Pesquisadores do Exército acompanharam de perto o experimento. Um “grupo de controle” de homens alistados brancos servindo em unidades não integradas permaneceu contra a mistura de pelotões de combate negros e brancos. Os oficiais brancos das 24 companhias que supervisionam os pelotões de voluntários também ficaram inicialmente céticos. No entanto, depois de testemunhar os voluntários em combate, a grande maioria destes comandantes relatou que tinham tido um desempenho tão bom como o dos soldados brancos sob fogo. Os fuzileiros negros tiveram um desempenho tão bom, na verdade, que quase 90% dos suboficiais brancos acharam que o experimento deveria continuar.

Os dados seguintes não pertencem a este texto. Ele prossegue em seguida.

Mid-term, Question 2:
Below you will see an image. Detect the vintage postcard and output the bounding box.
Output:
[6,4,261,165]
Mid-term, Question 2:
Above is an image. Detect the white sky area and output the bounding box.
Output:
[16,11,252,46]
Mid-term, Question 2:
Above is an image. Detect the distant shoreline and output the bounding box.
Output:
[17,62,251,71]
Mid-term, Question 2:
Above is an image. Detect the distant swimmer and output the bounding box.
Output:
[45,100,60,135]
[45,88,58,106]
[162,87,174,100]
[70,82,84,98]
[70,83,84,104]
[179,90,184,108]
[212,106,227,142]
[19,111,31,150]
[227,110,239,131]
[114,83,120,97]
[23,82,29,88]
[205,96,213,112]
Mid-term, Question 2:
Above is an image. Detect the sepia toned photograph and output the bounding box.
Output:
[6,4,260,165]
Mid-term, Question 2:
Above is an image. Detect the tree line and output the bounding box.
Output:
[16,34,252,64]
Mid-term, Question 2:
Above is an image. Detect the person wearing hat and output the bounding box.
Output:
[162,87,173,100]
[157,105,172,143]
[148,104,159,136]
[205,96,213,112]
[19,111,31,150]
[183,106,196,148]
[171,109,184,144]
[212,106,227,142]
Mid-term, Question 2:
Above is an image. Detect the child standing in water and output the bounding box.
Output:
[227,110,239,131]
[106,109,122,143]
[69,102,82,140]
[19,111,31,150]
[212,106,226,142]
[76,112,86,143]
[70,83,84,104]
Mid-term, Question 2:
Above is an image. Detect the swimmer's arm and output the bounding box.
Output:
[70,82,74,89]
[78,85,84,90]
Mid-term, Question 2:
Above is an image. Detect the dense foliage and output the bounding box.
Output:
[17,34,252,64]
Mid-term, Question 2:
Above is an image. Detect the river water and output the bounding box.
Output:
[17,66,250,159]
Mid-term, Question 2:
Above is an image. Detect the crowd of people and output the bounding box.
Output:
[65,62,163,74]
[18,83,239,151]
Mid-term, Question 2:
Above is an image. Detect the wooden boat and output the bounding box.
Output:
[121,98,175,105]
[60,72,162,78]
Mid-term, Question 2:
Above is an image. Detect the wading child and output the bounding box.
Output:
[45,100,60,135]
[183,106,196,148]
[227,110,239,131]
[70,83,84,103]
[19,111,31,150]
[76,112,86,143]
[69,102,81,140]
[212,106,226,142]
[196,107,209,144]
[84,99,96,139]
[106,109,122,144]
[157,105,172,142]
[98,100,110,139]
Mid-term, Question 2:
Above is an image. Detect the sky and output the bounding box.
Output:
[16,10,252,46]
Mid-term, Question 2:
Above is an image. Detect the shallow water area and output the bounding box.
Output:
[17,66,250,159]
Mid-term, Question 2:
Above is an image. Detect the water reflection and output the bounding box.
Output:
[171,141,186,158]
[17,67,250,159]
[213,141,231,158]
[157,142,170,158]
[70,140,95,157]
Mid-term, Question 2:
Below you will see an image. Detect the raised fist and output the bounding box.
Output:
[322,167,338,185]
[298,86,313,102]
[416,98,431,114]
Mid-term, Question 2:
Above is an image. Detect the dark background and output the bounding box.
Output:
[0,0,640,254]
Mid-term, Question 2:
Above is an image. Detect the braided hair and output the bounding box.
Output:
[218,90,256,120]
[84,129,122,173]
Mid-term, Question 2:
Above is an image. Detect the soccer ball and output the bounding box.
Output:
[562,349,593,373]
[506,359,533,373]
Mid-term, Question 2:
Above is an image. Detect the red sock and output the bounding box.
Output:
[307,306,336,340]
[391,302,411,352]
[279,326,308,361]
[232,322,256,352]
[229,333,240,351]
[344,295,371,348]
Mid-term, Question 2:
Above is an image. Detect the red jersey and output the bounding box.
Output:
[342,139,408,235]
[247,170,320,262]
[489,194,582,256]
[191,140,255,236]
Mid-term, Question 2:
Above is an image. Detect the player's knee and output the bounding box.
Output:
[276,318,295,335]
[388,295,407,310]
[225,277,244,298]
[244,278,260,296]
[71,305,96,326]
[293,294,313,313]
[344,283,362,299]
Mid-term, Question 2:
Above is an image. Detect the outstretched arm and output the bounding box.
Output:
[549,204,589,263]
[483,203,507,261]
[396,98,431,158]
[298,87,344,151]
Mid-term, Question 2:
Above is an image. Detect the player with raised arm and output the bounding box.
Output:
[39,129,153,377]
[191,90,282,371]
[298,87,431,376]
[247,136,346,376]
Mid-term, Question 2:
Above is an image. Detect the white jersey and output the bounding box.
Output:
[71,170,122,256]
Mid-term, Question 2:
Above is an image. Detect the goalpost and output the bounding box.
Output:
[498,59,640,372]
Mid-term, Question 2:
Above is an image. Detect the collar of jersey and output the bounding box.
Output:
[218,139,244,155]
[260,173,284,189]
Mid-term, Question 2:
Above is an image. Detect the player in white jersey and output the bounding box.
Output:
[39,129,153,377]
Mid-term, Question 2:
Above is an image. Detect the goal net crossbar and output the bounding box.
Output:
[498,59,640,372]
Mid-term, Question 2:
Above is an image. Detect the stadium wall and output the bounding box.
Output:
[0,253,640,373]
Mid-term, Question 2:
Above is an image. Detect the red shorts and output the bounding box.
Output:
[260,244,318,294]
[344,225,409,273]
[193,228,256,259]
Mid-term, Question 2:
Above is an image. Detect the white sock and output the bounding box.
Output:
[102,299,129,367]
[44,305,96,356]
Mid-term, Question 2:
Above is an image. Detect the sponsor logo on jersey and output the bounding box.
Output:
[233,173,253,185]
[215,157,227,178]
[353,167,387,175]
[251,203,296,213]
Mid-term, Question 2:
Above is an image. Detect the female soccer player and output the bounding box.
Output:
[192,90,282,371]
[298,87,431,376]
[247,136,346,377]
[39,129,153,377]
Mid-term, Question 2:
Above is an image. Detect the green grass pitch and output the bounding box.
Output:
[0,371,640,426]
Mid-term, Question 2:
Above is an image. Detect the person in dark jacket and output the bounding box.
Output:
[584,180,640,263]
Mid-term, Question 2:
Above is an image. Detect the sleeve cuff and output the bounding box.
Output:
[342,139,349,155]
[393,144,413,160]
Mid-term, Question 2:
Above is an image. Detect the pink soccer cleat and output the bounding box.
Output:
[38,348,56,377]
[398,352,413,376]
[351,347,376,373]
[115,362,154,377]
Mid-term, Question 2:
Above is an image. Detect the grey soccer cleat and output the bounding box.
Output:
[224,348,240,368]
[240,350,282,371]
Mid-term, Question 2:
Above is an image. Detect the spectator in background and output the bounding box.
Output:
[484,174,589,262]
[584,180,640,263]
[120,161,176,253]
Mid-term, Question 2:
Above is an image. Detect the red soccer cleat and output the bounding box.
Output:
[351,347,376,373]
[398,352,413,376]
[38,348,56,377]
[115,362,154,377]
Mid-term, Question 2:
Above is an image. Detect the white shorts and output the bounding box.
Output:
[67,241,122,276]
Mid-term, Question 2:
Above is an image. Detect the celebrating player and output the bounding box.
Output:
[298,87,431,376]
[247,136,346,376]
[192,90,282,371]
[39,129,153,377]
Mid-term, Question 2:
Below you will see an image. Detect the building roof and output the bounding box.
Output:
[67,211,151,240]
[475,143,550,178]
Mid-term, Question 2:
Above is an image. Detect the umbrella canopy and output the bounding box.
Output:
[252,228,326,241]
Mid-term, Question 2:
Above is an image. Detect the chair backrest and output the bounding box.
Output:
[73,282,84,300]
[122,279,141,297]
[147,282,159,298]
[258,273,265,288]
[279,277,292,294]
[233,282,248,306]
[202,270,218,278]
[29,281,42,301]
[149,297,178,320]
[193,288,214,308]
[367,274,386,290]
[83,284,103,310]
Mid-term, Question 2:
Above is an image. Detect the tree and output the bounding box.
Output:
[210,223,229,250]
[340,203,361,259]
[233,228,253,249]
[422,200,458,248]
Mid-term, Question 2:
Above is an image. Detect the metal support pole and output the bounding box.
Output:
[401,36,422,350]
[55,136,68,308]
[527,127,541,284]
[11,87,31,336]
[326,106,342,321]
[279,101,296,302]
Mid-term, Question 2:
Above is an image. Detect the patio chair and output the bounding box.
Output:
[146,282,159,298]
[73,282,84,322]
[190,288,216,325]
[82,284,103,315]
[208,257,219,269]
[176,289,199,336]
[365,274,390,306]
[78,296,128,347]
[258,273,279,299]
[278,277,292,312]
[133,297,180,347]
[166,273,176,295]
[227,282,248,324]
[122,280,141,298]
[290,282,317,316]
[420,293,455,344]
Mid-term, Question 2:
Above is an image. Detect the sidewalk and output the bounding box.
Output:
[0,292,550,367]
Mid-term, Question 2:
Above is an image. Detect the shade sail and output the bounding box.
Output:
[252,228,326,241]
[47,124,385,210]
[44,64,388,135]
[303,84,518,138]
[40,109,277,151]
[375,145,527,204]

A experiência do Exército na Segunda Guerra Mundial foi um divisor de águas. A investigação que conduziu minou décadas de argumentos contra a integração de cidadãos-soldados negros e contra a dessegregação de forma mais ampla. A pesquisa foi usada para apoiar a ordem executiva de Truman de 1948 e a integração das forças armadas na Guerra da Coréia. Repercutindo ainda mais na sociedade dos EUA, tornou-se parte da justificativa para a decisão da Suprema Corte em Marrom v. Conselho de Educaçãodesagregando as escolas públicas.
Esta história mostra que a narrativa apresentada por Hegseth e Trump de um exército feroz que venceu guerra após guerra apenas para sucumbir ao “despertar” é falsa. Na realidade, a integração militar e a igualdade de oportunidades para servir ajudaram os EUA a obter a sua maior vitória – uma vitória que demonstra que, longe de ser um obstáculo, a diversidade do país foi e continua a ser a sua força. Abandonar este princípio testado na guerra promete não construir forças armadas mais fortes e mais eficazes. Pelo contrário, poderia muito bem fazer o oposto.
Ed Gitre é professor de história na Virginia Tech e diretor de O soldado americano na Segunda Guerra Mundial. Atualmente, ele está escrevendo um livro sobre a batalha pela dessegregação na Segunda Guerra Mundial.
Made by History leva os leitores além das manchetes com artigos escritos e editados por historiadores profissionais. Saiba mais sobre Made by History at TIME aqui. As opiniões expressas não refletem necessariamente as opiniões dos editores da TIME.